When you combine the resources of timber, wildlife, water, recreation, conservation and redevelopment potential together with its close proximity to Bend, Oregon, you will find it is truly "one of a kind," they said.

"Mason & Morse Ranch Company has been fortunate enough to list and sell some of the finest American farms, ranches and recreational lands across the country," said Bart Miller, managing broker of Mason & Morse Ranch Company. "Bull Springs Skyline Forest is one of America's legacy properties without question. We want to find the right buyer who recognizes the property's attributes and values the history of the property in the community."

The 50-square-mile Bull Springs Tree Farm northwest of Shevlin Park was part of nearly 200,000 acres of Oregon forestland that a Singapore-based investment company, Whitefish Cascade Forest Resources, bought in early 2015. The sellers, Fidelity National Financial, reported receiving $63 million in cash for it.


The Deschutes Land Trust has worked for years to conserve the property for its key wildlife habitat, recreational opportunities and to protect the scenic green foothills of the Cascades. If protected, the organization said, it would be the Northwest's largest community forest, balancing sustainable forest products production with wildlife, recreation and scenic views.

A decade ago, the land trust and Central Oregon LandWatch developed and won enactment of state legislation to allow whomever owns the forest build nearly 300 homes on 1,200 acres on the north end of the land, in exchange for selling 30,000 acres of it, along with nearly 35,000 acres of the Gilchrist Tree farm, to the land trust at its "timber," rather than "development" value, also donating am 1,800-acre conservation easement as a buffer to the subdivision.

But the five-year timeline in that legislation lapsed before Fidelity sold the land to Whitefish Cascade, which the land trust has said appeared focused on managing the forest for timber production.

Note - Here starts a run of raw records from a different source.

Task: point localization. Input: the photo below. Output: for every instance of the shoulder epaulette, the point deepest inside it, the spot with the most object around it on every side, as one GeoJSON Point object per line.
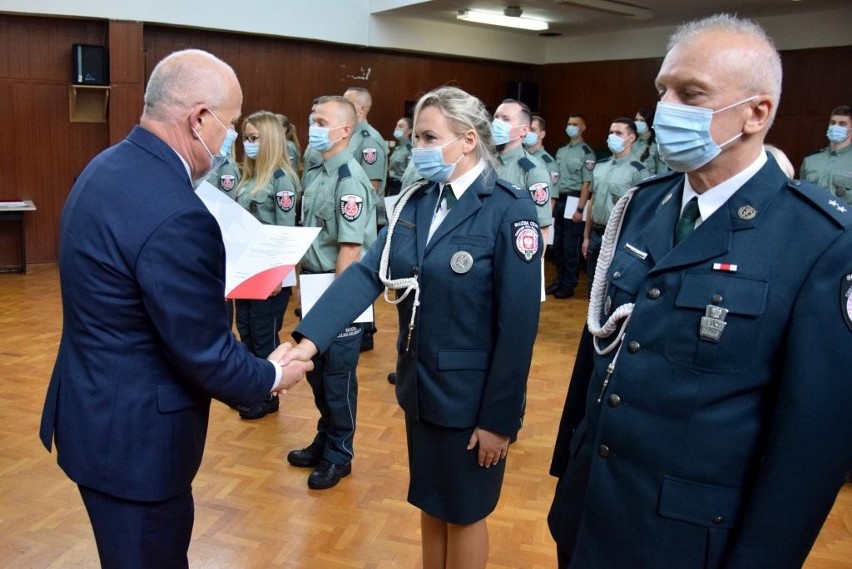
{"type": "Point", "coordinates": [832, 206]}
{"type": "Point", "coordinates": [526, 164]}
{"type": "Point", "coordinates": [512, 189]}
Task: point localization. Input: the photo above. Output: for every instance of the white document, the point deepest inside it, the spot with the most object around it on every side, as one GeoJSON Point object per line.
{"type": "Point", "coordinates": [258, 257]}
{"type": "Point", "coordinates": [311, 288]}
{"type": "Point", "coordinates": [571, 205]}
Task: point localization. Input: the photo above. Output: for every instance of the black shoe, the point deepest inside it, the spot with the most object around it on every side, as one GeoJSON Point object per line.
{"type": "Point", "coordinates": [563, 292]}
{"type": "Point", "coordinates": [308, 456]}
{"type": "Point", "coordinates": [366, 341]}
{"type": "Point", "coordinates": [328, 474]}
{"type": "Point", "coordinates": [261, 409]}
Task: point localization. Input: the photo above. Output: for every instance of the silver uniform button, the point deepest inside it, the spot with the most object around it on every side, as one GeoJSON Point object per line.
{"type": "Point", "coordinates": [461, 262]}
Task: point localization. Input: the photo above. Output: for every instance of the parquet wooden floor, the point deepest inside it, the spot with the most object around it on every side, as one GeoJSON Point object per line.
{"type": "Point", "coordinates": [253, 510]}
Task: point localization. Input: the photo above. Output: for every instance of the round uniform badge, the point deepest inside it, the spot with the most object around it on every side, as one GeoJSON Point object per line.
{"type": "Point", "coordinates": [461, 262]}
{"type": "Point", "coordinates": [540, 193]}
{"type": "Point", "coordinates": [746, 212]}
{"type": "Point", "coordinates": [227, 182]}
{"type": "Point", "coordinates": [351, 206]}
{"type": "Point", "coordinates": [285, 200]}
{"type": "Point", "coordinates": [526, 239]}
{"type": "Point", "coordinates": [846, 299]}
{"type": "Point", "coordinates": [370, 155]}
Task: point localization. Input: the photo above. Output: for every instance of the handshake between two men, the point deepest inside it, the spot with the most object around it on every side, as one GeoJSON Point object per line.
{"type": "Point", "coordinates": [295, 362]}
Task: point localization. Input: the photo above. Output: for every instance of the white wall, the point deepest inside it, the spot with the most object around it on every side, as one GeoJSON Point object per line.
{"type": "Point", "coordinates": [350, 22]}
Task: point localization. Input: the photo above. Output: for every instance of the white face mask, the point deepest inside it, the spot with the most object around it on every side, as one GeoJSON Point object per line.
{"type": "Point", "coordinates": [683, 134]}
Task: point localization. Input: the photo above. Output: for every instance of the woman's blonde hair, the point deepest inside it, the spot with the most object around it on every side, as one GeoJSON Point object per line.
{"type": "Point", "coordinates": [271, 156]}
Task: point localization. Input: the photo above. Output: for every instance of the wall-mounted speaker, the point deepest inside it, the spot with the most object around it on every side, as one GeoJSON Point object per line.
{"type": "Point", "coordinates": [525, 92]}
{"type": "Point", "coordinates": [89, 64]}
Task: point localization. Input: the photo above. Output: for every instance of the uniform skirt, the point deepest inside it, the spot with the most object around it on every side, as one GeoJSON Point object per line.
{"type": "Point", "coordinates": [446, 481]}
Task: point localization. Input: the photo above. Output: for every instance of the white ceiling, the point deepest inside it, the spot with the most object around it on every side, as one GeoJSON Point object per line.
{"type": "Point", "coordinates": [568, 18]}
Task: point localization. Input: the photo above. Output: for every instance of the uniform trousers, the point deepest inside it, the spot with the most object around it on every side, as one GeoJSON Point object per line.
{"type": "Point", "coordinates": [335, 387]}
{"type": "Point", "coordinates": [140, 535]}
{"type": "Point", "coordinates": [567, 239]}
{"type": "Point", "coordinates": [260, 321]}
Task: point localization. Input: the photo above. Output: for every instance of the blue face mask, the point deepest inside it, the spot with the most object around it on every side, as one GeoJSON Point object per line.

Paul Dewey of Central Oregon LandWatch said he didn't see the sale coming, and the asking price raises serious concerns about the intended use of the vast acreage.

"The current owner’s representative met with me several years ago," he said, "and the story then was that the owner was interested only in socking away money in real estate and not generating income.

"This ask of $127 million shows a substantially different intent, and one that must presume substantial real estate development," Dewey said. "They can’t do a destination resort under current law. The county’s Forest-1 zone does not allow resorts.